Tanin secara umum didefinisikan sebagai senyawa polifenol yang memiliki berat
molekul cukup tinggi (lebih dari 1000) dan dapat membentuk kompleks dengan protein. Tanin
yang berikatan kuat dengan protein dapat mengendapkan protein dari larutan.
Tanin merupakan salah satu metabolit sekunder yang dapat dihasilkan oleh tanaman.

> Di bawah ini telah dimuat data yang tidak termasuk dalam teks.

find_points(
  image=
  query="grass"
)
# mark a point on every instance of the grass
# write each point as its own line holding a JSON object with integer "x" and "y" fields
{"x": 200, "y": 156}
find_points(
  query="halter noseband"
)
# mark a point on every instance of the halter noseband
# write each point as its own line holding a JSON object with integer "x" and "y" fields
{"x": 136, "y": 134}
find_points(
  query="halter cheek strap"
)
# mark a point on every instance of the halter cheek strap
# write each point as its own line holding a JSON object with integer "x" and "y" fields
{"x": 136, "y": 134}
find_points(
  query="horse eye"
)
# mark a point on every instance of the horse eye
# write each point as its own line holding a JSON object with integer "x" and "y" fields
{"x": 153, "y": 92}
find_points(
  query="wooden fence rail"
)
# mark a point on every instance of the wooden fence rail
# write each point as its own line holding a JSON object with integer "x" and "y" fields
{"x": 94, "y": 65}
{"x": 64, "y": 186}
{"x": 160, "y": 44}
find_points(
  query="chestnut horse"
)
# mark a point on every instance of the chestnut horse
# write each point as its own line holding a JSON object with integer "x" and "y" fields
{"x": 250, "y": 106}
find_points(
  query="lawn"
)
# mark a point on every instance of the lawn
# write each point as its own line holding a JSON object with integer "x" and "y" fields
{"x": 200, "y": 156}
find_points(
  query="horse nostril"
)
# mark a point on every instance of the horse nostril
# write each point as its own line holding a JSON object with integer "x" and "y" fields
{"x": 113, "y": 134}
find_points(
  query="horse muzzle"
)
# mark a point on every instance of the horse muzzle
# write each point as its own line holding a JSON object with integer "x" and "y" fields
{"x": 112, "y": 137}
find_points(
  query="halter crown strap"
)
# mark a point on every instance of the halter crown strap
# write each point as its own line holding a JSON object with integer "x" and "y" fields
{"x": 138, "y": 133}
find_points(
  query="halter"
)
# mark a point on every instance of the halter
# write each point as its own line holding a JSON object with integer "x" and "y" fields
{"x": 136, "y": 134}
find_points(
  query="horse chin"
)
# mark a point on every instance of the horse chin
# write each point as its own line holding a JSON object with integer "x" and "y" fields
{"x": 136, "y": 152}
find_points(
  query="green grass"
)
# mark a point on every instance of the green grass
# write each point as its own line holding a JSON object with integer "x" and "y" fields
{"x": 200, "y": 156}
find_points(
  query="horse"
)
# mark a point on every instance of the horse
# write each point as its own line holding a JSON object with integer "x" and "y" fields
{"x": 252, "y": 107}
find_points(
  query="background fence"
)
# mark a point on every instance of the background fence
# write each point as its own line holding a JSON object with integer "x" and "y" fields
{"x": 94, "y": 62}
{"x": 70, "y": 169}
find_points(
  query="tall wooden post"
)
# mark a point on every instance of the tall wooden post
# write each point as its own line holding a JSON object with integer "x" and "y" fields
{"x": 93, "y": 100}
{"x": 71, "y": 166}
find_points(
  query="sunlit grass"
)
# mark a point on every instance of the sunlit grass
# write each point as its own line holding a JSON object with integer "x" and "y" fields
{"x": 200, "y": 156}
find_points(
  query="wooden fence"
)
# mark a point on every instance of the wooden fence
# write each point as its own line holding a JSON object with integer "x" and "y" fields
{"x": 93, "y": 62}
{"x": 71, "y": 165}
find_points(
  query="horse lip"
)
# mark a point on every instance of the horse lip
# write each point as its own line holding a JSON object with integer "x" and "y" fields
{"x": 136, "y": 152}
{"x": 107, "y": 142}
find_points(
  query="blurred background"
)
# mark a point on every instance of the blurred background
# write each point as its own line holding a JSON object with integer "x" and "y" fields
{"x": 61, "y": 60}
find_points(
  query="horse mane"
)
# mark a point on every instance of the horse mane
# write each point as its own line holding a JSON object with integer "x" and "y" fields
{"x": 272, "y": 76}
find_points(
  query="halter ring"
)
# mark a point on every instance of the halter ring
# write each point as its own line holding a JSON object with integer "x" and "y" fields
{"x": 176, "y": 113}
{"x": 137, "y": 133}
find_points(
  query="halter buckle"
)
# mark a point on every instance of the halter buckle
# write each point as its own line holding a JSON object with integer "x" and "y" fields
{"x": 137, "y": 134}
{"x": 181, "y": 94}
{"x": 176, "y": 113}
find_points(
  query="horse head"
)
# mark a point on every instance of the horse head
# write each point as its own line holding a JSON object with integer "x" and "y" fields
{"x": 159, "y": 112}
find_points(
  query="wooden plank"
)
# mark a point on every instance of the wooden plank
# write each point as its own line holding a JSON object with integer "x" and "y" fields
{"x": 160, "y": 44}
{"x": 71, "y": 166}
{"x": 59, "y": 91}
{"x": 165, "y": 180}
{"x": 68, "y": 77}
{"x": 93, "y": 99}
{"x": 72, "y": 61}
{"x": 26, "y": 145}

Metabolit sekunder adalah senyawa hasil biogenesis dari metabolit primer. Umumnya dihasilkan
oleh tumbuhan tingkat tinggi yang bukan merupakan senyawa penentu kelangsungan hidup
secara langsung, tetapi sebagai hasil mekanisme pertahanan diri organisme. Kandungan senyawa
metabolit sekunder telah terbukti bekerja sebagai derivat antikanker, antibakteri dan antioksidan,
antara lain adalah golongan alkaloid, tanin, golongan polifenol dan turunanya. Tanin terdapat
luas dalam tumbuhan berpembuluh, dalam angiospermae terdapat khusus dalam jaringan kayu.
b. Tanin terkondensasi
Tanin terkondensasi biasanya berbentuk polimer, jenis ini didominasi dengan flavonoid
sebagai monomernya. Banyak ditemukan dalam berbagai jenis tanaman seperti Acacia spp,
sericea Lespedeza serta spesies padang rumput seperti Lotus spp. Tanin terkondensasi
(condensed tannins) biasanya tidak dapat dihidrolisis. Tanin jenis ini kebanyakan terdiri dari
polimer flavonoid yang merupakan senyawa fenol. Salah satu contohnya adalah Sorghum
procyanidin, senyawa ini merupakan trimer yang tersusun dari epiccatechin dan catechin.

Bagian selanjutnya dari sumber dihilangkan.